As the first openly gay prince of India, Prince Manvendra Singh Gohil is a proud advocate for the LGBTQIA+ community in India.
After the Supreme Court decriminalised homosexuality in 2018, Gohil turned his palace grounds into a shelter for vulnerable members of the LGBTQIA+ community.
He also launched the Lakshya Trust - a community-led charity that aims to educate individuals about sexual tolerance, gender equity, HIV/AIDS and the LGBTQIA+ community in general.
Gohil's advocacy stems from his own difficult past where he endured years discrimination from his family and the public.
In 2006 Gohil publicly came out as gay - this led to protests and even death threats.
"The day I came out, my effigies were burnt," he says, "there were a lot of protests, people took to the streets and shouted slogans saying that I brought shame and humiliation to the royal family and to the culture of India - there were death-threats and demands that I be stripped off of my title."

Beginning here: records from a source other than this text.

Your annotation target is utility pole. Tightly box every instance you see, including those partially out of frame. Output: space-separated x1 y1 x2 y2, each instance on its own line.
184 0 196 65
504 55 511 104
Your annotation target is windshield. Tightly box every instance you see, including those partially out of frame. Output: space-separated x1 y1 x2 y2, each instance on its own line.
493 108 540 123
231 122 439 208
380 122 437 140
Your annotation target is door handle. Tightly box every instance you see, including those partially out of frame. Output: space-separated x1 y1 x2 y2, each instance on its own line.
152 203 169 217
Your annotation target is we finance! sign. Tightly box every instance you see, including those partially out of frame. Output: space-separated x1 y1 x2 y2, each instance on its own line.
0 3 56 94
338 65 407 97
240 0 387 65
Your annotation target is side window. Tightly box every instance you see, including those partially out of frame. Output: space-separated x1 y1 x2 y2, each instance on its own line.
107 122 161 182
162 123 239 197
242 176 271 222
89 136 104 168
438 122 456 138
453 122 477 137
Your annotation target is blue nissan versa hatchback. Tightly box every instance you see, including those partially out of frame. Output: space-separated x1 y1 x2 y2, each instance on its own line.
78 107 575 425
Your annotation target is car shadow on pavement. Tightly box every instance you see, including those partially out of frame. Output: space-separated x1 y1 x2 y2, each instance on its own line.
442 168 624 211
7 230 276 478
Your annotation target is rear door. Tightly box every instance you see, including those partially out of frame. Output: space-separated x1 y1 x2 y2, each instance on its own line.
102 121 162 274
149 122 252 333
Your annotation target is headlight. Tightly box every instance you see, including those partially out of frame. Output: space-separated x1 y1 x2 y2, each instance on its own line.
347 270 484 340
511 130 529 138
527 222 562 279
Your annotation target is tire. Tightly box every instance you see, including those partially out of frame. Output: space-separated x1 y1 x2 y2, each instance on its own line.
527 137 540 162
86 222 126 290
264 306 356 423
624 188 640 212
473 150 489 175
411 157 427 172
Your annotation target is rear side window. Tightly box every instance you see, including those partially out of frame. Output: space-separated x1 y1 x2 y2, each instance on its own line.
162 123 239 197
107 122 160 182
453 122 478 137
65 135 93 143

Gohil was also publicly disowned by his parents and forced to endure four years of torturous conversion therapy.
"They approached doctors to operate on my brain to make me straight and subjected me to electroshock treatments," he says.

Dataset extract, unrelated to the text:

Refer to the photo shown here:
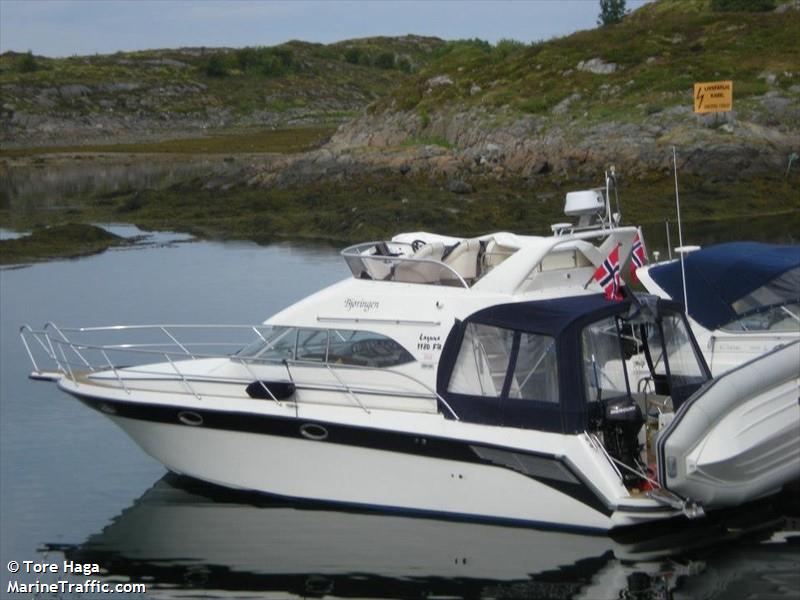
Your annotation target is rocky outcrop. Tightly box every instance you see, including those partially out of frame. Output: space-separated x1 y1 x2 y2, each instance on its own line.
328 91 800 177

Despite the hardship and prejudice, the prince has continued his crusade for equal rights.
He hopes to use his position as Prince of India to create a more accepting future for the LGBTQIA+ community in India.
"It's important for people like me who have a certain reputation in society to continue the advocacy," he says, "we have to fight for issues like same-sex marriage, right to inheritance, right to adoption - it's a never-ending cycle, I have to keep fighting."